First, 2SCALE requires, even depends on, at least some sort of private (or cooperative) sector; and companies that are committed to inclusive change: 2SCALE incubates inclusive business, not just any business. There are other programs that provide training and seed money for starting entrepreneurs, often located in Universities and other schools. Countries without much of a private or professional cooperative sector, and regions without comparative advantages that attract private investment require other programs. That is also why we left a country like South Sudan in the early years of 2SCALE. The same often holds for regions that are flooded with NGOs and easy money, as 2SCALE requires championship, and co-investment.

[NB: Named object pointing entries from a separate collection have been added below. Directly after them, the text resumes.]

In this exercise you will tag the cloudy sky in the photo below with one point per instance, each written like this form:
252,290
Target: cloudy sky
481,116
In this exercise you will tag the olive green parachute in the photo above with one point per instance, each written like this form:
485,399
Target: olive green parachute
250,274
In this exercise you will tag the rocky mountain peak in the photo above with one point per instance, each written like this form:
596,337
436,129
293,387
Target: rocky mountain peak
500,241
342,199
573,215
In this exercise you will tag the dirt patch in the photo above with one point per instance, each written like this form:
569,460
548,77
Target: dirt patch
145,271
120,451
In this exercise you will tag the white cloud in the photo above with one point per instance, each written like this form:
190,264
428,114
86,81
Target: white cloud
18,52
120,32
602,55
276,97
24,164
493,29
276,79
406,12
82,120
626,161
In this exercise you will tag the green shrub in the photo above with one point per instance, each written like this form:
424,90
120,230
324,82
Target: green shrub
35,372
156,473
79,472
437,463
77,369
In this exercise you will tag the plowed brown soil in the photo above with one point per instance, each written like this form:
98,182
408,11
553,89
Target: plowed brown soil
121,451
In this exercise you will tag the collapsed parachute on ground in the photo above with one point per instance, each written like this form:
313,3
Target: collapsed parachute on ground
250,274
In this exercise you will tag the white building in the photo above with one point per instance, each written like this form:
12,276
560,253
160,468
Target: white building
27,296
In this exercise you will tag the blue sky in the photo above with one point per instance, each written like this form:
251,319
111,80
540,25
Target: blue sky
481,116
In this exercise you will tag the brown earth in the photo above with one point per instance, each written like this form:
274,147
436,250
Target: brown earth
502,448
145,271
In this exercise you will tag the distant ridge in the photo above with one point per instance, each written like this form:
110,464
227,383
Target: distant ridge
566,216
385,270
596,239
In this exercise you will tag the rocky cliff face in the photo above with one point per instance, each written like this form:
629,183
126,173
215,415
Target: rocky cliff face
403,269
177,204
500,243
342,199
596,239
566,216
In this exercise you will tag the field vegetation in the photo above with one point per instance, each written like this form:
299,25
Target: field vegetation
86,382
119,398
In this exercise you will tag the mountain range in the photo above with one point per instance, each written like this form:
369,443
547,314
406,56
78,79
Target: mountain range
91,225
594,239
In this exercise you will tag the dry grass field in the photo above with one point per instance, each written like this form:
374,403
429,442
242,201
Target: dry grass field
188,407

Second, 2SCALE focuses on inclusive business in the agri-food industry; business that in principle can help bring about transformative changes. Obviously, this means that 2SCALE is most relevant in countries where agriculture is still the backbone of the economy and where smallholder farmers still dominate the production (farming) segment. Thomas Reardon and a whole lot of co-authors recently wrote about food system changes (Reardon et al., 2018, Rapid transformation of food systems in developing regions: highlighting the role of agricultural research & innovations. Forthcoming in Agricultural Systems): they make a difference between traditional, transitional and modern systems. In the traditional systems, food industries are characterized by simple, labor-intensive, technologies, the distance between farmers and consumers is generally short, and spot markets link the various segments in the agricultural value chains. In transitional systems, the distances are getting longer, core (i.e., from farmer to consumer) and supplier value chains more complex and more technology-driven; market differentiation and value chain coordination is not yet dominant, but emerging.

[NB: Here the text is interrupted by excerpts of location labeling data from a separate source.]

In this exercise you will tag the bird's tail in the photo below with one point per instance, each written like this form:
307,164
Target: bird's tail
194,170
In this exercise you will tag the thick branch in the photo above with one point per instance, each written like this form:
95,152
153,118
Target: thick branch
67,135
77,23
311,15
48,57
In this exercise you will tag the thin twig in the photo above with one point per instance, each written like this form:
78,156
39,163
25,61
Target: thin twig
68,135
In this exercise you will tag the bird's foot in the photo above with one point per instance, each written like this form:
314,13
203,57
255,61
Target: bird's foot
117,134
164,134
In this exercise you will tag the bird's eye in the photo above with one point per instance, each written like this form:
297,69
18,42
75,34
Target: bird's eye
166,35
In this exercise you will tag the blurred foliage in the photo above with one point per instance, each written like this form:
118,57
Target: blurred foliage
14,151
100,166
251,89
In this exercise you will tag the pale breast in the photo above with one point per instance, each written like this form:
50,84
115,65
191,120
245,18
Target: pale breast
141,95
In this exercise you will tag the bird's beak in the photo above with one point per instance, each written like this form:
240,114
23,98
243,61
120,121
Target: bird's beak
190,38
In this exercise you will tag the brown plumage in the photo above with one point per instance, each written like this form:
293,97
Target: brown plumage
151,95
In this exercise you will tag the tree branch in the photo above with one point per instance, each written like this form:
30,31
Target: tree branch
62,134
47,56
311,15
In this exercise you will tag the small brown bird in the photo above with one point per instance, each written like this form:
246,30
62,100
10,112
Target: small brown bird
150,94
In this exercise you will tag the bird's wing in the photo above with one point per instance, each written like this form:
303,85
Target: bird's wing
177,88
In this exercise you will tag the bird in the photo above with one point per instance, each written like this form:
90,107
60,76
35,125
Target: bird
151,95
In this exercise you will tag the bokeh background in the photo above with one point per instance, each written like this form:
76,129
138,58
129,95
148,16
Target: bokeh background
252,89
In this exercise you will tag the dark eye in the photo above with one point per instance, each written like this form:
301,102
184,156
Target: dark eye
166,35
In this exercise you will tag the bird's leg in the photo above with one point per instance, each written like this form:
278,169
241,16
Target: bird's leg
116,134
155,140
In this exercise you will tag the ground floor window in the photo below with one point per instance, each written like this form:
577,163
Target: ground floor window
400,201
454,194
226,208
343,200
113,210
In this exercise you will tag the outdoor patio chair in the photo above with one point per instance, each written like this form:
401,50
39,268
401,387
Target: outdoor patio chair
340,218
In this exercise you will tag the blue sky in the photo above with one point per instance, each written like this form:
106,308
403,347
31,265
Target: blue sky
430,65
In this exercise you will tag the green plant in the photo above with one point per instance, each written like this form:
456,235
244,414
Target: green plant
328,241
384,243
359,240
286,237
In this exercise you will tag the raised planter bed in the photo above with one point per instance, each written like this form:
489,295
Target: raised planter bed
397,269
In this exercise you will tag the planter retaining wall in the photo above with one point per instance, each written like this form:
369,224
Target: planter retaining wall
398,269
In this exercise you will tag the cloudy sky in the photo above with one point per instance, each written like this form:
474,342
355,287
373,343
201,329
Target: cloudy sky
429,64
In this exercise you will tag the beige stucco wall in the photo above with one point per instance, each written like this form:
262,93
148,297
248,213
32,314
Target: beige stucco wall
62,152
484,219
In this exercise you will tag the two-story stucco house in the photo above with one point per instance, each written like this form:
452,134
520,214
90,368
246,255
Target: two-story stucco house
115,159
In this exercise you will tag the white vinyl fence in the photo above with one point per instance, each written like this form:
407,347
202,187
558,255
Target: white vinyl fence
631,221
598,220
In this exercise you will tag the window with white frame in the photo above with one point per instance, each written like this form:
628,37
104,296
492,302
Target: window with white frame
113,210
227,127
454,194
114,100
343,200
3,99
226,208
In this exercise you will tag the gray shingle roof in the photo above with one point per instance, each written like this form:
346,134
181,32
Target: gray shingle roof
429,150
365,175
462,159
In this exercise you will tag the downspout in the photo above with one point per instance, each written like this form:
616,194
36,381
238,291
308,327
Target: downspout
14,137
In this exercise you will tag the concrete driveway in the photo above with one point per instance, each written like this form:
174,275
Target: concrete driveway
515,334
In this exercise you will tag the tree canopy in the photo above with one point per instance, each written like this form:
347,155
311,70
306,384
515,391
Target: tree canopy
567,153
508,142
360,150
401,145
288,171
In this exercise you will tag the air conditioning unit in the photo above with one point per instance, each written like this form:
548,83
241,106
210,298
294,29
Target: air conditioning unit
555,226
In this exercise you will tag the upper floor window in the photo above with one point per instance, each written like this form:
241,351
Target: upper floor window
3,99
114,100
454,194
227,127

I believe that exactly in this economic context of transitional food systems, the 2SCALE approach has the largest value added. This because of its emphasis on value chain coordination, on developing business models to supply affordable nutritious foods to local (including BoP) markets, on market differentiation (e.g., to enable farmers to get premium prices for better quality products) and related opportunities of (local-level) value addition. Transformative changes, while often driven by local and regional business champions in processing and retail segments, are knowledge-intensive, and innovation-hungry. This also justifies the brokering role that 2SCALE plays, to link local champions, and value chain stakeholders, to international (often Dutch!) organizations, specialized in seeds, warehouses, logistics, mechanization, biological pest management, post-harvest and processing technology etc.
2SCALE has been able over the past 5 years to show its relevance in countries like Benin, Ghana, Ethiopia, Mali, and Nigeria; and it will be able to develop inspiring partnerships and examples of inclusive business in Côte d’Ivoire, where we only recently started …

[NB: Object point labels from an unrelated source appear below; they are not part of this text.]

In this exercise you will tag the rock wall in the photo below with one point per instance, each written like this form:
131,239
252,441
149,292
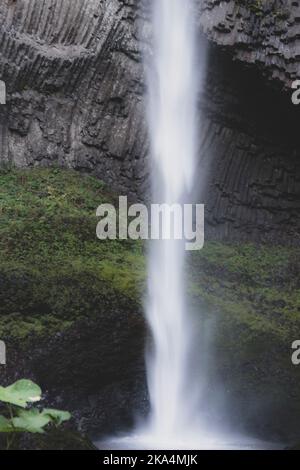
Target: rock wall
74,90
75,98
265,33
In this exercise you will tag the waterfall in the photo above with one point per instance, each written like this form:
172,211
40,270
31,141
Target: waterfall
172,124
178,419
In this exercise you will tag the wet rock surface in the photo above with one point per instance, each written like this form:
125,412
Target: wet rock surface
76,99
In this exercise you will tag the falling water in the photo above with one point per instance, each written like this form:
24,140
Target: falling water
176,414
172,104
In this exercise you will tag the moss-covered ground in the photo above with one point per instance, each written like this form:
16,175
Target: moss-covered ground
53,269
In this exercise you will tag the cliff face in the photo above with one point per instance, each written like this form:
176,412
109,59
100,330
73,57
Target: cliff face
75,98
265,33
74,91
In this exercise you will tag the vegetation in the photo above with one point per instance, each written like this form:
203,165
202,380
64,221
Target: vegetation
20,416
53,269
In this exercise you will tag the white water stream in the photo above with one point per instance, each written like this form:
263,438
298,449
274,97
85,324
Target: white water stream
175,414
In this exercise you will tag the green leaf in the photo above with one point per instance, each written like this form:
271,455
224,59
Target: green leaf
57,416
31,421
5,425
21,393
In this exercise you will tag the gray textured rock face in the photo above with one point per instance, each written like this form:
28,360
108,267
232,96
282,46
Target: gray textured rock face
74,90
75,98
264,33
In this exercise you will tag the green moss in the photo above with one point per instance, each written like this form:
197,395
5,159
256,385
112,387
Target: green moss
253,285
53,269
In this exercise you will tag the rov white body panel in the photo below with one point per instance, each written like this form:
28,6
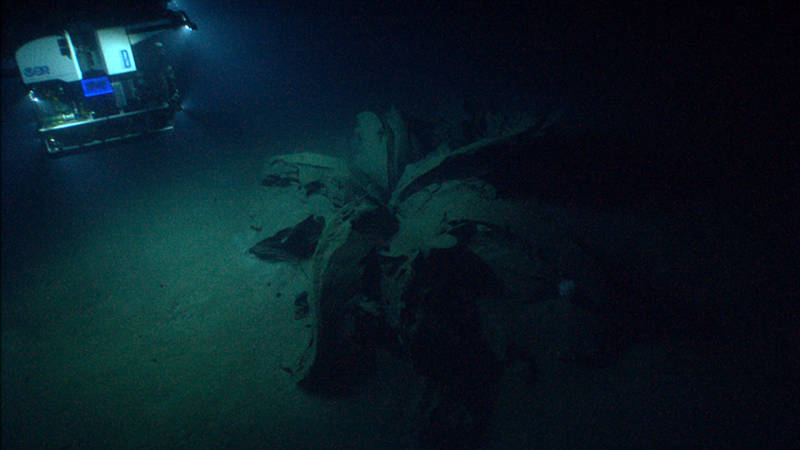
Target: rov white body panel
116,50
48,58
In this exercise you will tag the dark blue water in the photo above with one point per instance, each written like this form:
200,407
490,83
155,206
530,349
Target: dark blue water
701,100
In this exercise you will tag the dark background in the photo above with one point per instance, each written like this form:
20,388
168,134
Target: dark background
704,100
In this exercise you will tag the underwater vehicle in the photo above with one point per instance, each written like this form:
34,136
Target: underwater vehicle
92,85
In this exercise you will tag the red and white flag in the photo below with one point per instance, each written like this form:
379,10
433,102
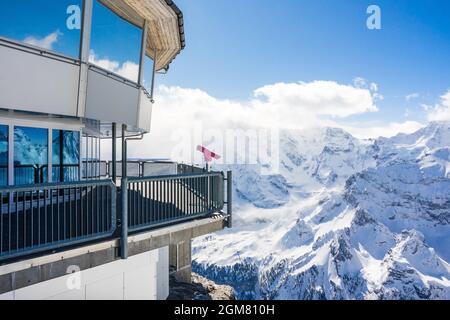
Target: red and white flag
208,154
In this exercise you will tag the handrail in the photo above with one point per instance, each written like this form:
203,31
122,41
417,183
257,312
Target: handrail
25,47
45,217
163,200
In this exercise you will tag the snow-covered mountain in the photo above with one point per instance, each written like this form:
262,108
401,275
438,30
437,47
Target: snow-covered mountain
344,219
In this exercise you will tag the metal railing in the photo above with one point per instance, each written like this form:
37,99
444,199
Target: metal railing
45,217
157,201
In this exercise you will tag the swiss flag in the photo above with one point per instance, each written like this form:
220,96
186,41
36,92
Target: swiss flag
208,154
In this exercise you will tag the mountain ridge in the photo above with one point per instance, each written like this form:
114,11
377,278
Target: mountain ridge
344,219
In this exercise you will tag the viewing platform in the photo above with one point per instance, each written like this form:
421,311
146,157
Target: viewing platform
75,221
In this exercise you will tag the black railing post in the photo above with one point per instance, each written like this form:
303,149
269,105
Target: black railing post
114,153
230,198
124,197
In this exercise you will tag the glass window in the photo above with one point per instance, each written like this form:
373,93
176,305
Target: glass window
115,43
66,156
51,25
4,155
30,155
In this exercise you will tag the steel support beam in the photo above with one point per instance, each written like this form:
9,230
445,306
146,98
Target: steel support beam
124,197
84,55
230,198
114,153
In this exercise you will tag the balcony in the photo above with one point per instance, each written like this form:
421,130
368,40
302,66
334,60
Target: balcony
47,217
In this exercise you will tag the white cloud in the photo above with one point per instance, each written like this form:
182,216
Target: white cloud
412,96
440,112
319,98
388,130
181,112
128,69
47,42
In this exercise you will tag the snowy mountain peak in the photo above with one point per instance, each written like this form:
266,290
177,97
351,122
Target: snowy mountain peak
344,219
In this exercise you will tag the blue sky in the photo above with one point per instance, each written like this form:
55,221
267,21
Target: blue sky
235,47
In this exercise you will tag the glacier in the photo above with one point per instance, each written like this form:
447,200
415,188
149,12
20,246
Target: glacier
343,219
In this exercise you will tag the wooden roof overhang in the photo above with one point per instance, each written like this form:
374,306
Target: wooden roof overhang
165,33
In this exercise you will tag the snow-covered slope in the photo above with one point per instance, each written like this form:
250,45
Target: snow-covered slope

The “where” however does not just concern countries, it also relates to regions and industry choice. in the 1st phase of the 2SCALE program we have accepted partnership proposals from every company or cooperative with a good story; mistakes aside, most of our partnerships have successfully contributed to changes (and capacity for change, see my blog on Monitoring and Evaluation) in farming systems (productivity, resilience), value chains (co-innovation, coordination/ efficiency, and access to services), and local markets (availability and affordability of nutritious foods). We are grateful for these results. At the same time, “our” partnerships are – partly as a result – scattered all over Africa, with only few of these partnerships driving larger-level (institutional) changes. I believe that we can still gain a little, maybe even more than a little, by developing partnerships that build on the most relevant industry trends and on the comparative advantages of specific regions, that fit national and regional policy priorities, and by focusing on innovative solutions that have maximum potential for scaling and replication.
Something to take on board, when (if) we get the green light for a 2nd phase.